Re: [PATCH v6 0/2] Block layer support ZAC/ZBC commands

Damien Le Moal <Damien.LeMoal@xxxxxxxx> · Wed, 3 Aug 2016 01:29:27 +0000

Hannes, Shaun,

Let me add some more comments.

> On Aug 2, 2016, at 23:35, Hannes Reinecke <hare@xxxxxxx> wrote:
> 
> On 08/01/2016 07:07 PM, Shaun Tancheff wrote:
>> On Mon, Aug 1, 2016 at 4:41 AM, Christoph Hellwig <hch@xxxxxx> wrote:
>>> 
>>> Can you please integrate this with Hannes series so that it uses
>>> his cache of the zone information?
>> 
>> Adding Hannes and Damien to Cc.
>> 
>> Christoph,
>> 
>> I can make a patch the marshal Hannes' RB-Tree into to a block report, that is
>> quite simple. I can even have the open/close/reset zone commands update the
>> RB-Tree .. the non-private parts anyway. I would prefer to do this around the
>> CONFIG_SD_ZBC support, offering the existing type of patch for setups that do
>> not need the RB-Tree to function with zoned media.
>> 
>> I do still have concerns with the approach which I have shared in smaller
>> forums but perhaps I have to bring them to this group.
>> 
>> First is the memory consumption. This isn't really much of a concern for large
>> servers with few drives but I think the embedded NAS market will grumble as
>> well as the large data pods trying to stuff 300+ drives in a chassis.
>> 
>> As of now the RB-Tree needs to hold ~30000 zones.
>> sizeof() reports struct blk_zone to use 120 bytes on x86_64. This yields
>> around 3.5 MB per zoned drive attached.
>> Which is fine if it is really needed, but most of it is fixed information
>> and it can be significantly condensed (I have proposed 8 bytes per zone held
>> in an array as more than adequate). Worse is that the crucial piece of
>> information, the current wp needed for scheduling the next write, is mostly
>> out of date because it is updated only after the write completes and zones
>> being actively written to must work off of the last location / size that was
>> submitted, not completed. The work around is for that tracking to be handled
>> in the private_data member. I am not saying that updating the wp on
>> completing a write isn’t important, I am saying that the bi_end_io hook is
>> the existing hook that works just fine.
>> 
> Which _actually_ is not true; with my patches I'll update the write
> pointer prior to submit the I/O (on the reasoning that most of the time
> I/O will succeed) and re-read the zone information if an I/O failed.
> (Which I'll have to do anyway as after an I/O failure the write pointer
> status is not clearly defined.)
> 
> I have thought about condensing the RB tree information, but then I
> figured that for 'real' SMR handling we cannot assume all zones are of
> fixed size, and hence we need all the information there.
> Any condensing method would assume a given structure of the zones, which
> the standard just doesn't provide.
> Or am I missing something here?

Indeed, the standards do not mandate any particular zone configuration,
constant zone size, etc. So writing code so that can be handled is certainly
the right way of doing things. However, if we decide to go forward with
mapping RESET WRITE POINTER command to DISCARD, then at least a constant
zone size (minus the last zone as you said) must be assumed, and that
information can be removed from the entries in the RB tree (as it will be
saved for the sysfs "zone_size" file anyway. Adding a little code to handle
that eventual last runt zone with a different size is not a big problem.

> 
> As for write pointer handling: yes, the write pointer on the zones is
> not really useful for upper-level usage.
> Where we do need it is to detect I/O which is crossing the write pointer
> (eg when doing reads over the entire zone).
> As per spec you will be getting an I/O error here, so we need to split
> the I/O on the write pointer to get valid results back.

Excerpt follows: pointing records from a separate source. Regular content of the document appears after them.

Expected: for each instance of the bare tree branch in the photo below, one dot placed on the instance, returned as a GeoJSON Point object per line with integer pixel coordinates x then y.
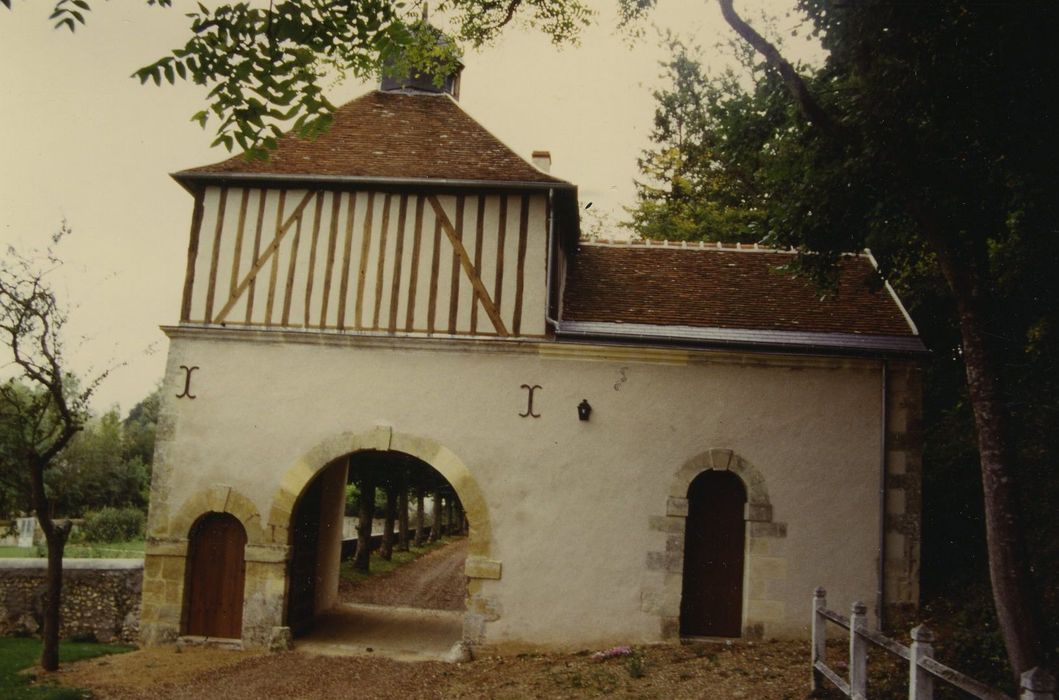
{"type": "Point", "coordinates": [806, 102]}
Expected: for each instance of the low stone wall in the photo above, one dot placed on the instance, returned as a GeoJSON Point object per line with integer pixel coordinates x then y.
{"type": "Point", "coordinates": [101, 597]}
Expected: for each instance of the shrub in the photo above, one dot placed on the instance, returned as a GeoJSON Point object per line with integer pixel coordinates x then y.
{"type": "Point", "coordinates": [114, 525]}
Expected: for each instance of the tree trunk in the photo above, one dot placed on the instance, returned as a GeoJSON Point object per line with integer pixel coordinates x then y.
{"type": "Point", "coordinates": [361, 560]}
{"type": "Point", "coordinates": [55, 536]}
{"type": "Point", "coordinates": [965, 271]}
{"type": "Point", "coordinates": [402, 515]}
{"type": "Point", "coordinates": [435, 524]}
{"type": "Point", "coordinates": [420, 520]}
{"type": "Point", "coordinates": [387, 550]}
{"type": "Point", "coordinates": [1009, 571]}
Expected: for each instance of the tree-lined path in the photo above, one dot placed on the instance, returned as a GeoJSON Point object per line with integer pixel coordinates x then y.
{"type": "Point", "coordinates": [434, 580]}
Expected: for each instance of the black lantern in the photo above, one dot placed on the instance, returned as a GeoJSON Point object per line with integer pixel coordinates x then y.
{"type": "Point", "coordinates": [584, 410]}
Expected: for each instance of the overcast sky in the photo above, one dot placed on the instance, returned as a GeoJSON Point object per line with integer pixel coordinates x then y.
{"type": "Point", "coordinates": [84, 142]}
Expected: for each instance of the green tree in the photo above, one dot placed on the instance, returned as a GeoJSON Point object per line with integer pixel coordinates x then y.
{"type": "Point", "coordinates": [139, 429]}
{"type": "Point", "coordinates": [923, 137]}
{"type": "Point", "coordinates": [100, 469]}
{"type": "Point", "coordinates": [692, 187]}
{"type": "Point", "coordinates": [41, 407]}
{"type": "Point", "coordinates": [266, 67]}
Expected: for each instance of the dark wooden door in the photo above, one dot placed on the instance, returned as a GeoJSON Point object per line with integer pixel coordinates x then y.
{"type": "Point", "coordinates": [302, 576]}
{"type": "Point", "coordinates": [711, 604]}
{"type": "Point", "coordinates": [216, 575]}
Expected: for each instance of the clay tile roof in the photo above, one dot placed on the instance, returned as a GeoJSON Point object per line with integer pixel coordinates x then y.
{"type": "Point", "coordinates": [392, 135]}
{"type": "Point", "coordinates": [723, 288]}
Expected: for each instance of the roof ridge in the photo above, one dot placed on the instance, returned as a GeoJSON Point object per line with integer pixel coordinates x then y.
{"type": "Point", "coordinates": [388, 135]}
{"type": "Point", "coordinates": [686, 245]}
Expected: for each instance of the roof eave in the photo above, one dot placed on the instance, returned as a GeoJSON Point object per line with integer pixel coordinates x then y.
{"type": "Point", "coordinates": [192, 179]}
{"type": "Point", "coordinates": [782, 341]}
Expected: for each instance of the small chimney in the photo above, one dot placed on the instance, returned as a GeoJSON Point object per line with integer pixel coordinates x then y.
{"type": "Point", "coordinates": [542, 161]}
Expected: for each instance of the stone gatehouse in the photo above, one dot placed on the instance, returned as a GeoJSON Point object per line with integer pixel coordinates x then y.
{"type": "Point", "coordinates": [406, 286]}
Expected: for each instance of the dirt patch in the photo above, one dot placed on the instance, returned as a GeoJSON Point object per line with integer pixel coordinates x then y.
{"type": "Point", "coordinates": [147, 672]}
{"type": "Point", "coordinates": [772, 670]}
{"type": "Point", "coordinates": [434, 580]}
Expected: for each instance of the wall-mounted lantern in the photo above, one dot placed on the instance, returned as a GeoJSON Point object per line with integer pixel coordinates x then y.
{"type": "Point", "coordinates": [584, 410]}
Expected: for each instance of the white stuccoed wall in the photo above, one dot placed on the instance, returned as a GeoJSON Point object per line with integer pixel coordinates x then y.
{"type": "Point", "coordinates": [569, 502]}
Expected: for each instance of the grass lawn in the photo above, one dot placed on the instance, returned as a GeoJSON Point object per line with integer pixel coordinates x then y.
{"type": "Point", "coordinates": [85, 551]}
{"type": "Point", "coordinates": [380, 566]}
{"type": "Point", "coordinates": [17, 653]}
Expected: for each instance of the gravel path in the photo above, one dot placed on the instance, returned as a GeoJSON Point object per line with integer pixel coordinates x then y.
{"type": "Point", "coordinates": [772, 670]}
{"type": "Point", "coordinates": [434, 580]}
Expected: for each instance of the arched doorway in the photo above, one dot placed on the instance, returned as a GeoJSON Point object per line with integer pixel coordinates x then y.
{"type": "Point", "coordinates": [358, 508]}
{"type": "Point", "coordinates": [216, 573]}
{"type": "Point", "coordinates": [714, 552]}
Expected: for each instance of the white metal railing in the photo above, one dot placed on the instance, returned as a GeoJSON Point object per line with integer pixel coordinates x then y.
{"type": "Point", "coordinates": [1036, 684]}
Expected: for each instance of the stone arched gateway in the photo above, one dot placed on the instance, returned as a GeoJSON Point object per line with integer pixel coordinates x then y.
{"type": "Point", "coordinates": [764, 555]}
{"type": "Point", "coordinates": [479, 564]}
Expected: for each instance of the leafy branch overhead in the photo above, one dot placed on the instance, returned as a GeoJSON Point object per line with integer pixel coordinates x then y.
{"type": "Point", "coordinates": [266, 67]}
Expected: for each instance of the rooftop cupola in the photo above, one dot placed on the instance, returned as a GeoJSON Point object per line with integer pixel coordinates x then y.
{"type": "Point", "coordinates": [428, 46]}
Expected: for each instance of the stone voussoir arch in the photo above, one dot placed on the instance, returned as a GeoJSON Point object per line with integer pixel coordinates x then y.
{"type": "Point", "coordinates": [218, 498]}
{"type": "Point", "coordinates": [383, 438]}
{"type": "Point", "coordinates": [758, 505]}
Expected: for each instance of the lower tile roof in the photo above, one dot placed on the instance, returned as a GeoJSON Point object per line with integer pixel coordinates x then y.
{"type": "Point", "coordinates": [729, 295]}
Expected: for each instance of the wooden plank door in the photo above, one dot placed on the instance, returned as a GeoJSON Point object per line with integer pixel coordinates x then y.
{"type": "Point", "coordinates": [217, 572]}
{"type": "Point", "coordinates": [714, 538]}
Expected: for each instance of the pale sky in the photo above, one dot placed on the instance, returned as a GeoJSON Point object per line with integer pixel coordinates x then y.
{"type": "Point", "coordinates": [82, 141]}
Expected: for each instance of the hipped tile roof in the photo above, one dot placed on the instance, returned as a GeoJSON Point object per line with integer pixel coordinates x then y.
{"type": "Point", "coordinates": [723, 288]}
{"type": "Point", "coordinates": [393, 135]}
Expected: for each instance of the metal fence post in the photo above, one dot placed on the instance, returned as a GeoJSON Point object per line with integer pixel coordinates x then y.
{"type": "Point", "coordinates": [858, 652]}
{"type": "Point", "coordinates": [920, 682]}
{"type": "Point", "coordinates": [819, 638]}
{"type": "Point", "coordinates": [1038, 684]}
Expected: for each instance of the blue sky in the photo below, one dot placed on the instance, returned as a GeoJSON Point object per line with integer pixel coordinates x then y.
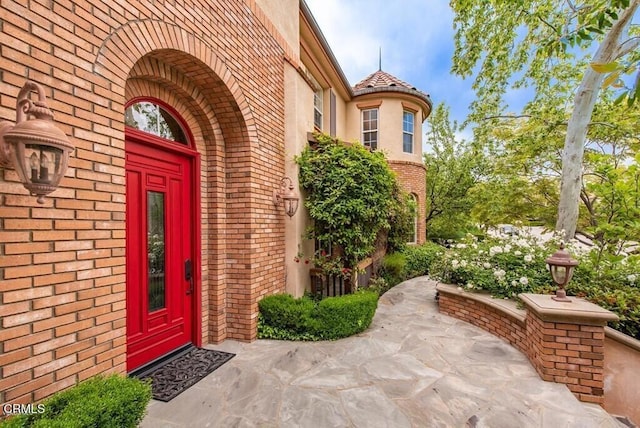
{"type": "Point", "coordinates": [416, 37]}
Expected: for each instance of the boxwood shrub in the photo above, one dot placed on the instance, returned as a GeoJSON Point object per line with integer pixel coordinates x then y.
{"type": "Point", "coordinates": [283, 317]}
{"type": "Point", "coordinates": [105, 402]}
{"type": "Point", "coordinates": [343, 316]}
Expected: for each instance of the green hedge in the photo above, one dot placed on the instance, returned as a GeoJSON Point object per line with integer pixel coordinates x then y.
{"type": "Point", "coordinates": [344, 316]}
{"type": "Point", "coordinates": [411, 262]}
{"type": "Point", "coordinates": [420, 258]}
{"type": "Point", "coordinates": [104, 402]}
{"type": "Point", "coordinates": [283, 317]}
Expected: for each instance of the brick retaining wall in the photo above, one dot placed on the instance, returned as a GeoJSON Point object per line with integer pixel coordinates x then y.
{"type": "Point", "coordinates": [509, 327]}
{"type": "Point", "coordinates": [564, 345]}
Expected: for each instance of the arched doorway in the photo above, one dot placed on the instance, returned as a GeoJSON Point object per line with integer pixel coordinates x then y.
{"type": "Point", "coordinates": [161, 244]}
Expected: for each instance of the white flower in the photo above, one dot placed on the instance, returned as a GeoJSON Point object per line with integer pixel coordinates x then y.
{"type": "Point", "coordinates": [495, 250]}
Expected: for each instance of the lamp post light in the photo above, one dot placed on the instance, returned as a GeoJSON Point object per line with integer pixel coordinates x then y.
{"type": "Point", "coordinates": [34, 146]}
{"type": "Point", "coordinates": [287, 196]}
{"type": "Point", "coordinates": [561, 266]}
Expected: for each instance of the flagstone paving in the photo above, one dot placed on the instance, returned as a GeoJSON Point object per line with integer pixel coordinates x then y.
{"type": "Point", "coordinates": [414, 367]}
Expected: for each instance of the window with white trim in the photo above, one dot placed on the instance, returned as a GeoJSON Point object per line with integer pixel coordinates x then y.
{"type": "Point", "coordinates": [317, 108]}
{"type": "Point", "coordinates": [407, 131]}
{"type": "Point", "coordinates": [413, 239]}
{"type": "Point", "coordinates": [370, 128]}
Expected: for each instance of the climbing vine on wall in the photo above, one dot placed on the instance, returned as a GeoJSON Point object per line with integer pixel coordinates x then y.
{"type": "Point", "coordinates": [351, 195]}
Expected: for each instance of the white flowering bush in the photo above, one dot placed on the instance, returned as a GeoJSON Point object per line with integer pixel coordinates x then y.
{"type": "Point", "coordinates": [503, 267]}
{"type": "Point", "coordinates": [506, 267]}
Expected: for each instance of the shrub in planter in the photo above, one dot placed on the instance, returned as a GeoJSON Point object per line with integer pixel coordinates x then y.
{"type": "Point", "coordinates": [109, 402]}
{"type": "Point", "coordinates": [392, 268]}
{"type": "Point", "coordinates": [283, 317]}
{"type": "Point", "coordinates": [283, 311]}
{"type": "Point", "coordinates": [344, 316]}
{"type": "Point", "coordinates": [419, 258]}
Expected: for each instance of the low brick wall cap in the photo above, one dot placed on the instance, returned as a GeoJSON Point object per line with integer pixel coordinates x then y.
{"type": "Point", "coordinates": [508, 307]}
{"type": "Point", "coordinates": [578, 311]}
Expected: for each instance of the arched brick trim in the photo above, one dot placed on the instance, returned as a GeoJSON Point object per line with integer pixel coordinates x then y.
{"type": "Point", "coordinates": [148, 36]}
{"type": "Point", "coordinates": [252, 226]}
{"type": "Point", "coordinates": [204, 128]}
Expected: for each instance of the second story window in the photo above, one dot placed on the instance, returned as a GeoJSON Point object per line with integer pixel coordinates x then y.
{"type": "Point", "coordinates": [317, 109]}
{"type": "Point", "coordinates": [370, 128]}
{"type": "Point", "coordinates": [407, 131]}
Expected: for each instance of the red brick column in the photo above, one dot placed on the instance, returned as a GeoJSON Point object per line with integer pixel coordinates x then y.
{"type": "Point", "coordinates": [566, 343]}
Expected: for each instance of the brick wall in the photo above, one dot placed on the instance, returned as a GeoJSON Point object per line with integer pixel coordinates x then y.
{"type": "Point", "coordinates": [562, 352]}
{"type": "Point", "coordinates": [62, 264]}
{"type": "Point", "coordinates": [412, 177]}
{"type": "Point", "coordinates": [569, 353]}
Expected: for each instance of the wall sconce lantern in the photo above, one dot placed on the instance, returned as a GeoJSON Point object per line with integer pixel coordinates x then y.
{"type": "Point", "coordinates": [34, 146]}
{"type": "Point", "coordinates": [561, 266]}
{"type": "Point", "coordinates": [286, 196]}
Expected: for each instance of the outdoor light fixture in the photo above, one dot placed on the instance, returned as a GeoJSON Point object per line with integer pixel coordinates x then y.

To be precise here, the I/O splitting will be handled by the block layer
thanks to the "chunk_sectors" setting. But that relies on a constant zone
size assumption too.

The RB-tree here is most useful for reads over or after the write pointer as
this can have different behavior on different drives (URSWRZ bit). The RB-tree
allows us to hide these differences to upper layers and simplify support at
those levels.

I too agree that the write pointer value is not very useful to upper layers
(e.g. FS). What matters most of the times for these layers is an "allocation
pointer" or "submission pointer" which indicates the LBA to use for the next
BIO submission. That LBA will most of the time be in advance of the zone WP
because of request queing in the block scheduler.
Note that from what we have done already, in many cases, upper layers do not
even need this (e.g. F2FS, btrfs) and work fine without needing *any* 
zone->private_data because that "allocation pointer" information generally
already exists in a different form (e.g. a bit in a bitmap).
For these cases, not having the RB-tree of zones would force a lot
more code to be added to file systems for SMR support.

> 
>> This all tails into domain responsibility. With the RB-Tree doing half of the
>> work and the ‘responsible’ domain handling the active path via private_data
>> why have the split at all? It seems to be a double work to have second object
>> tracking the first so that I/O scheduling can function.
>> 
> Tracking the zone states via RB trees is mainly to handly host-managed
> drives seamlessly. Without an RB tree we will be subjected to I/O errors
> during boot, as eg with new drives we inevitably will try to read beyond
> the write pointer, which in turn will generate I/O errors on certain drives.
> I do agree that there is no strict need to setup an RB tree for
> host-aware drives; I can easily add an attribute/flag to disable RB
> trees for those.
> However, tracking zone information in the RB tree _dramatically_ speeds
> up device initialisation; issuing a blkdev_discard() for the entire
> drive will take _ages_ without it.

And the RB-tree will also be very useful for speeding up report zones
ioctls too. Unless we want those to force an update of the RB-tree information ?

> 
>> Finally is the error handling path when the RB-Tree encounters and error it
>> attempts to requery the drive topology virtually guaranteeing that the
>> private_data is now out-of-sync with the RB-Tree. Again this is something
>> that can be better encapsulated in the bi_end_io to be informed of the
>> failed I/O and schedule the appropriate recovery (including re-querying the
>> zone information of the affected zone(s)).
>> 
> Well, if we have an RB tree with write pointers of course we need to
> re-read the zone information on failure (and I thought I did that?).
> Plus the error information will be propagated via the usual mechanism,
> so they need to take care of updating any information in ->private_data.
> 
> I'm perfectly fine with integrating your patches for the various
> blkdev_XX callouts and associated ioctls; Jens favours that approach,
> too, so we should be combining those efforts.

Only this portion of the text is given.